15. The gearbox of claim 14, wherein, in said each subassembly, the corresponding fork comprises the elastic return element.

16. The gearbox of claim 15, wherein the corresponding fork comprises at least one flexible blade forming the elastic return element.

17. The gearbox of claim 15, wherein the guide finger of the corresponding fork is referred to as an oscillating guide finger, the oscillating guide finger held at a neutral position by springs, the oscillating guide finger and the springs forming the elastic return element.

18. The gearbox of claim 14, wherein, in said each subassembly, the associated sliding gear or the one or two idler pinions cooperating with the associated sliding gear comprises the elastic return element.

19. The gearbox of claim 18, wherein, when the one or two idler pinions cooperating with the associated sliding gear comprises the elastic return element, each idler pinion of the one or two idler pinions comprises: an outer portion comprising a bearing lateral face;a central portion insertable into the outer portion, the central portion being provided with the first claws, the central portion being rotatably linked to the outer portion but free in translation; anda spring positioned between the bearing lateral face of the outer portion and the central portion, the spring comprising a first end and a second end, the spring being fixedly held at the first end to the outer portion and held at the second end to the central portion, and the spring forming the elastic return element.

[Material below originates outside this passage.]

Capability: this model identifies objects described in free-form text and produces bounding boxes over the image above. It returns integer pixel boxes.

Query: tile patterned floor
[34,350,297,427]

20. The gearbox of claim 14, wherein, in said each subassembly, the guide member comprises the elastic return element.

21. The gearbox of claim 20, wherein the guide member comprises: an annular part affixed to the control barrel, rotatably linked to the control barrel but movable in translation according to a barrel axis and over a predefined distance, the annular part comprising a track extending over a circumferential surface of the track; andat least one spring arranged against the annular part, at a level of at least one lateral face of the annular part, said at least one spring comprising a first end and a second end, said at least one spring being connected at the first end to the annular part and connected at the second end to a fixed stop on the control barrel, and said at least one spring forming the elastic return element.

22. The gearbox of claim 14, wherein the second claws of the sliding gears and the first claws of the idler pinions of the gear selection system are complementary wolf teeth-type claws.

23. The gearbox of claim 14, wherein the second claws of the sliding gears and the first claws of the idler pinions of the gear selection system are tenons.

24. The gearbox of claim 14, wherein each tenon comprises a trapezoidal section.

25. The gearbox of claim 14, wherein the one or two idler pinions of said each subassembly comprises protruding elements between the first claws.

26. The gearbox of claim 14, further comprising an anti-neutral blocking system.

27. The gearbox of claim 14, further comprising, when the associated sliding gear cooperates with two idler pinions, spacers to maintain a spacing between the two idler pinions.